February 25, 2011
My previous post on piercing the corporate veil has received some attention here and here.
Steve Bainbridge argues that veil piercing should be eliminated. See his full paper on this subject here.
I’m sympathetic to this view, especially with respect to the claims of consensual creditors. But I think that claimants who have not chosen to deal with the corporation (many tort claimants) raise different issues. Contractual self-protection is not an option for those people, and the argument for having them bear the cost of limited liability is weak. In that context, if the company is undercapitalized, piercing makes sense to me. Even in the contractual setting, veil-piercing might be justifiable where there have been post-contract withdrawals of funds from the corporation, but most of those situations could be covered by fraudulent conveyance laws.
The problem is that veil-piercing is not limited to cases where plaintiffs can’t protect themselves against unwanted corporate externalities. Absent a rational, consistent theory of when to pierce the veil, the doctrine may do more harm than good and Bainbridge’s argument makes sense.
Jeff Lipshaw admits that veil-piercing cases are “idiosyncratic”, but says they involve “some outrageous conduct that makes the decision, in retrospect, not particularly surprising.” Lipshaw seems to think that we shouldn’t expect deductive rationality from the cases.
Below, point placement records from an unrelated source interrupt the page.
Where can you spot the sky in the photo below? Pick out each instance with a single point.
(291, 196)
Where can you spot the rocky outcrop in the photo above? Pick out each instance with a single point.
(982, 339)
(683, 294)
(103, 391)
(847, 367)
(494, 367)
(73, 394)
I’m afraid I can’t accept either Lipshaw’s factual premise or his conclusion. I have seen a number of decisions piercing the corporate veil that, to me, seem surprising—or where I think a decision not to pierce would make just as much, if not more sense, as a matter of policy. And if the results in the veil-piercing cases are uncertain, unpredictable, and can’t be explained by the courts ex post on the basis of any coherent principles, then I don’t know what it is, but it isn’t my vision of the rule of law.